Appreciating differences
You might say that Lisa Lewitzke single-handedly has been raising awareness of childhood strokes.
Lisa is using the month of May to try accomplishing an everyday task each day using only her right hand. She’s blogging about her experiences to share what it would be like to be one-handed in a two-handed world.
Lisa’s own awareness began in 2009, when Wyatt, her then-infant son, was diagnosed with hemiplegia from a stroke he suffered before he was born.
Read more
Please click here for columnist Jim Stingl’s feature on Lisa’s efforts in the Milwaukee Journal Sentinel.
For the Children’s Hemiplegia and Stroke Association, go to www.chasa.org.

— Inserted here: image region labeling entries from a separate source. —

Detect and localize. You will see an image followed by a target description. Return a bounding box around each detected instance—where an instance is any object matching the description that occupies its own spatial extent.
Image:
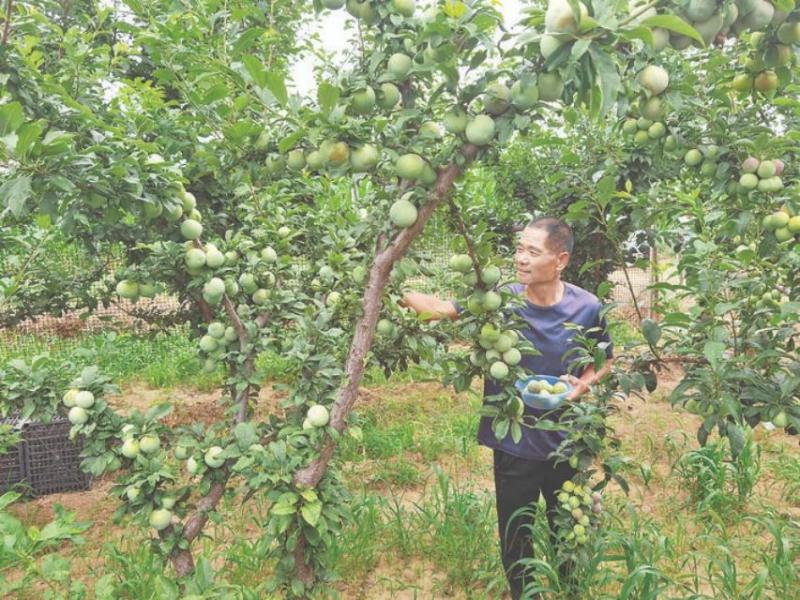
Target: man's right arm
[400,292,458,321]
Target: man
[403,217,612,600]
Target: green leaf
[641,15,705,45]
[0,175,31,217]
[642,319,661,346]
[300,502,322,527]
[317,83,341,112]
[267,71,289,106]
[242,54,267,88]
[0,102,25,137]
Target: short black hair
[525,217,575,254]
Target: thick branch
[294,144,479,487]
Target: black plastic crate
[0,418,91,496]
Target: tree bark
[293,144,479,586]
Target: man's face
[514,227,569,285]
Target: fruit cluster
[525,379,569,398]
[739,156,784,193]
[762,206,800,242]
[556,481,603,546]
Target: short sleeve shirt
[478,282,613,460]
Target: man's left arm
[565,358,614,401]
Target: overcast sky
[291,0,522,95]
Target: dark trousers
[494,450,576,600]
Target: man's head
[514,217,574,285]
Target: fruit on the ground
[67,406,89,425]
[139,434,161,454]
[205,446,225,469]
[181,219,203,240]
[465,115,495,146]
[75,390,94,408]
[394,153,425,180]
[121,439,139,458]
[117,279,139,300]
[306,404,330,427]
[639,65,669,96]
[389,200,417,228]
[150,508,172,531]
[536,73,564,102]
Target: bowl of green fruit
[516,375,572,410]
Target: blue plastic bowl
[515,375,572,410]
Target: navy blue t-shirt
[466,282,613,460]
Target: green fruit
[536,73,564,102]
[67,406,89,425]
[622,119,639,135]
[739,173,758,190]
[139,434,161,454]
[647,122,667,140]
[386,52,412,79]
[503,348,522,367]
[489,361,508,380]
[753,71,778,94]
[116,279,139,300]
[466,115,495,146]
[306,404,330,427]
[286,150,306,171]
[389,200,417,228]
[776,21,800,46]
[444,107,468,134]
[449,254,472,273]
[181,219,203,240]
[511,79,539,110]
[481,265,502,285]
[377,83,400,110]
[683,148,703,167]
[641,96,664,121]
[772,410,789,428]
[484,81,511,115]
[482,290,503,312]
[639,65,669,96]
[775,227,794,242]
[350,87,375,115]
[350,144,380,173]
[756,160,775,179]
[633,131,650,146]
[394,154,425,179]
[731,73,753,92]
[205,446,225,469]
[121,439,139,458]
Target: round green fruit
[203,446,225,469]
[351,87,376,115]
[67,406,89,425]
[150,508,172,531]
[386,52,412,79]
[121,439,139,458]
[306,404,330,427]
[489,360,508,380]
[639,65,669,96]
[389,200,417,228]
[444,107,469,134]
[181,219,203,240]
[465,115,495,146]
[536,73,564,102]
[394,154,425,180]
[377,82,400,110]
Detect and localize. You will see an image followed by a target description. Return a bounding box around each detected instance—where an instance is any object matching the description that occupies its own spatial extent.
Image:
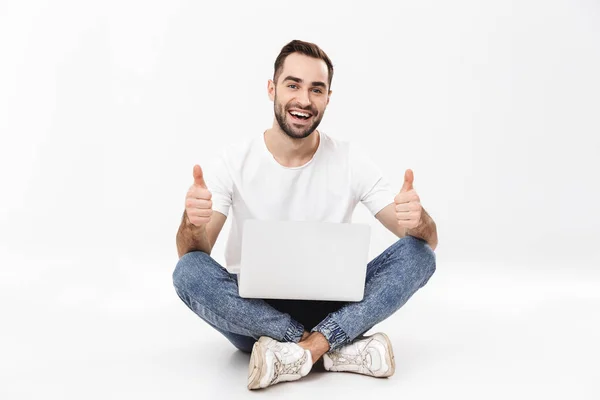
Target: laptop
[238,219,371,301]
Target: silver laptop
[238,219,371,301]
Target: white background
[0,0,600,399]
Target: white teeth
[290,111,309,117]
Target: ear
[267,79,275,101]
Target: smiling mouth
[288,110,313,123]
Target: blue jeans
[173,236,436,352]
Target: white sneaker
[248,336,313,389]
[323,333,396,378]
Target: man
[173,40,438,389]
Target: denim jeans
[173,236,436,352]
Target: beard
[273,93,323,139]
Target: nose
[297,90,311,108]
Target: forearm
[176,211,212,258]
[406,209,438,250]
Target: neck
[264,121,321,167]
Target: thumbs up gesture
[185,165,212,227]
[394,169,423,229]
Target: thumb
[194,164,207,189]
[400,169,415,193]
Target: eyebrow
[283,75,327,88]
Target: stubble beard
[273,93,323,140]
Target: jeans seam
[175,287,266,337]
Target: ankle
[298,332,329,364]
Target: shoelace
[271,353,306,384]
[328,340,373,373]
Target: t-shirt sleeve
[350,144,399,216]
[202,151,233,216]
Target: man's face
[268,53,331,139]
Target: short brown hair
[273,40,333,88]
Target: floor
[0,254,600,400]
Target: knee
[399,236,436,285]
[173,251,210,290]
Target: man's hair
[273,40,333,89]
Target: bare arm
[176,211,227,258]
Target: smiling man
[173,40,438,389]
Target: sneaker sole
[248,337,267,390]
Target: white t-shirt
[202,131,399,268]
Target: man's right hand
[185,165,212,227]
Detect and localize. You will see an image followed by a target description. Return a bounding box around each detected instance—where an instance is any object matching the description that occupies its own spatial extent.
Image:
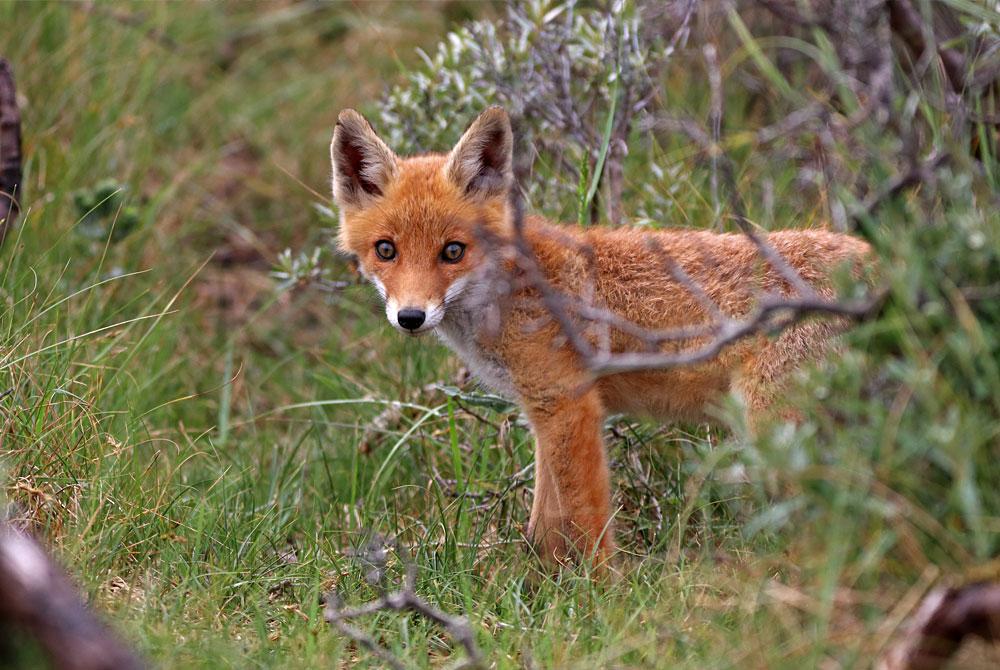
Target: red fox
[330,107,868,561]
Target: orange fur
[331,108,868,560]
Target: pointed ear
[330,109,397,207]
[445,107,514,198]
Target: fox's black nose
[396,307,425,330]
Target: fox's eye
[375,240,396,261]
[441,242,465,263]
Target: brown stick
[877,582,1000,670]
[0,522,143,670]
[0,58,21,244]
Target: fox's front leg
[525,390,614,562]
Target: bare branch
[323,534,485,670]
[0,58,23,243]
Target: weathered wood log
[876,582,1000,670]
[0,58,22,244]
[0,522,143,670]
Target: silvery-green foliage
[379,0,693,219]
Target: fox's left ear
[445,107,514,198]
[330,109,397,208]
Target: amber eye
[375,240,396,261]
[441,242,465,263]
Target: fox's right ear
[330,109,397,208]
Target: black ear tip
[479,105,510,126]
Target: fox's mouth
[390,322,437,337]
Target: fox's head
[330,107,513,334]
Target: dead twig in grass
[0,58,22,244]
[323,533,485,670]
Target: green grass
[0,3,1000,668]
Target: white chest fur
[434,303,516,399]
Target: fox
[330,107,870,564]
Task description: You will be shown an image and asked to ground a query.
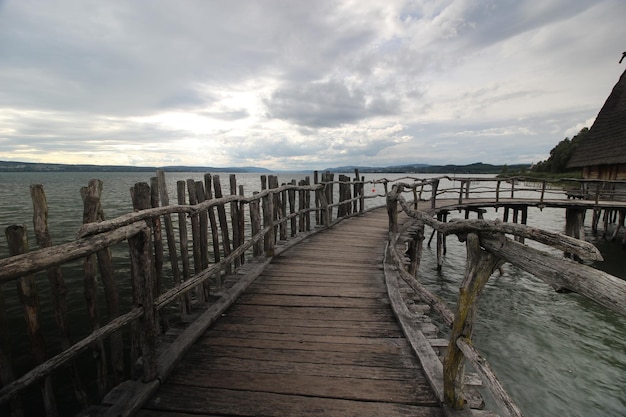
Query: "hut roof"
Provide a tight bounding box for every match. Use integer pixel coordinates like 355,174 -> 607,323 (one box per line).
567,71 -> 626,168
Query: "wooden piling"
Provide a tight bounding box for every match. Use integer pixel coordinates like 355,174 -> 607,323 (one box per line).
176,180 -> 191,313
443,233 -> 498,410
29,184 -> 88,407
81,180 -> 110,398
195,181 -> 210,301
229,174 -> 241,268
187,179 -> 204,302
128,182 -> 158,382
213,175 -> 232,274
5,225 -> 58,417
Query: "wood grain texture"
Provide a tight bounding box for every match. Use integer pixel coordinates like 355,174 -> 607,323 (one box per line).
139,210 -> 441,417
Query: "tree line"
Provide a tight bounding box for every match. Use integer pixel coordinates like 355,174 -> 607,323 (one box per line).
531,127 -> 589,174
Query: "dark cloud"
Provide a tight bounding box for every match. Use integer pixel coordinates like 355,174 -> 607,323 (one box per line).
0,0 -> 626,168
265,81 -> 397,128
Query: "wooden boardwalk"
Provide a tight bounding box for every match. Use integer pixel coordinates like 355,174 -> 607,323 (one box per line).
138,209 -> 442,417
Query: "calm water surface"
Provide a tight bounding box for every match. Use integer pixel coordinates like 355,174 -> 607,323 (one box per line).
0,173 -> 626,417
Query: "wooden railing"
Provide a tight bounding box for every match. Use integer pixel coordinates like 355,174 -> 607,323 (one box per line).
386,179 -> 626,416
368,175 -> 626,208
0,171 -> 376,416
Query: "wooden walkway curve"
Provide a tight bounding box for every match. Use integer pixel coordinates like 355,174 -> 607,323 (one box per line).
138,209 -> 442,417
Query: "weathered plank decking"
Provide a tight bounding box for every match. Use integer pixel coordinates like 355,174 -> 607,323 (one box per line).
138,210 -> 441,417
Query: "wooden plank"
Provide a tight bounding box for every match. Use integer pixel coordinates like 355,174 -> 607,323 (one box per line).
245,285 -> 385,298
168,370 -> 437,406
201,329 -> 404,351
198,332 -> 412,356
178,346 -> 420,368
226,303 -> 395,323
168,356 -> 416,380
143,384 -> 442,417
208,318 -> 402,337
237,294 -> 389,308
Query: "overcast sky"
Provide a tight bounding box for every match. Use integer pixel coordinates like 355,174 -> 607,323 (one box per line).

“Wyatt lives his life basically one-handed because the stroke affected his right side of his brain, so his entire left side of his body was affected by that. So he does a lot of things one-handed,” explains Lisa, an associate at Landaas & Company. “To honor Wyatt and to kind of see how difficult his every day really is, I chose a task each day to do one-handed to see if I could or could not do it.”

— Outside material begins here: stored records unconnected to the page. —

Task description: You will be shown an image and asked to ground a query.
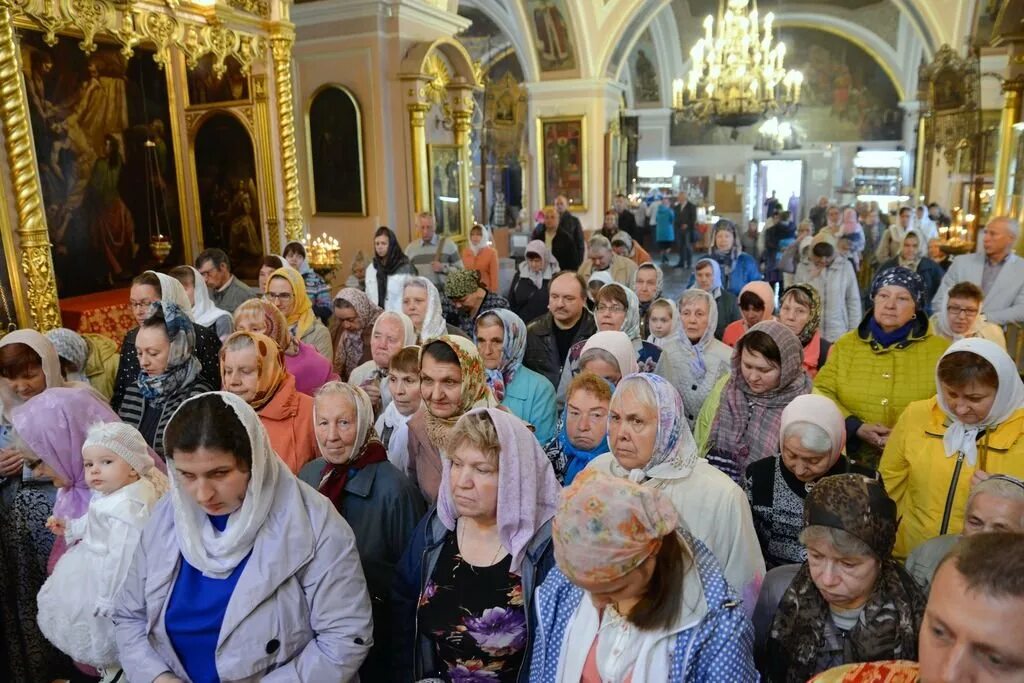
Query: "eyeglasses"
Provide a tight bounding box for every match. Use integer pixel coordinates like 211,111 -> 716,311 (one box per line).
946,306 -> 980,315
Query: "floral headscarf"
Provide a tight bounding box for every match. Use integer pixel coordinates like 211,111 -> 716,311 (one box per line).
420,335 -> 498,451
264,265 -> 316,339
220,332 -> 288,411
474,308 -> 526,402
611,373 -> 697,483
437,408 -> 561,574
779,284 -> 821,346
136,301 -> 203,405
935,339 -> 1024,466
334,287 -> 384,373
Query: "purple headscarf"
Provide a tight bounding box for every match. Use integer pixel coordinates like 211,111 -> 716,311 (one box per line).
437,408 -> 561,574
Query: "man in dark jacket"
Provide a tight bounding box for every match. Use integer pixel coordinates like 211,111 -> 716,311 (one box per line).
672,193 -> 697,268
523,270 -> 597,389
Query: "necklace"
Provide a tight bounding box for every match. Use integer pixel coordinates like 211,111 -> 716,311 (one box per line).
458,519 -> 505,567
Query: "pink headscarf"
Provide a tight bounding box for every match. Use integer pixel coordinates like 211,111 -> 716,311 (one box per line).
778,393 -> 846,468
437,408 -> 561,574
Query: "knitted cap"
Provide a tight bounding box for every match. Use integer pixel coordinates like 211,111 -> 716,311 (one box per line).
82,422 -> 154,476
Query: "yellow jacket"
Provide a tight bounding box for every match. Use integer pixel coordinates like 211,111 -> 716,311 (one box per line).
879,396 -> 1024,560
82,333 -> 121,400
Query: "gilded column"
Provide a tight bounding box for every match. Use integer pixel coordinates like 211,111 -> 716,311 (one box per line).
0,0 -> 60,331
270,26 -> 305,240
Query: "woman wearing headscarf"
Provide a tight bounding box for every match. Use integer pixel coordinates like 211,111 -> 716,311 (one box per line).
687,258 -> 739,340
508,240 -> 560,325
745,394 -> 878,569
778,285 -> 831,380
331,287 -> 384,381
111,270 -> 220,412
391,409 -> 559,683
263,266 -> 334,360
366,225 -> 416,308
282,241 -> 331,324
814,267 -> 950,471
475,308 -> 557,443
234,299 -> 338,396
880,339 -> 1024,558
697,321 -> 812,483
409,335 -> 498,504
754,474 -> 925,683
46,328 -> 120,400
220,332 -> 318,474
299,382 -> 425,681
118,302 -> 211,459
530,472 -> 757,683
588,374 -> 765,613
462,223 -> 499,292
114,392 -> 373,683
657,289 -> 732,429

Lisa’s blog (wyattsway.wordpress.com) recounts her struggles to wrap presents, zip a coat, peel an orange, play video games, do laundry, shop for groceries, make lunch, eat yogurt and more.
“I hope that people just take a moment to pause, that they look at their family and their kids and just take a moment to appreciate what they have in their lives. And I just want people to be aware that this happens to kids,” Lisa says. “And I think just the acceptance that everybody is different is really what I’m trying to promote.”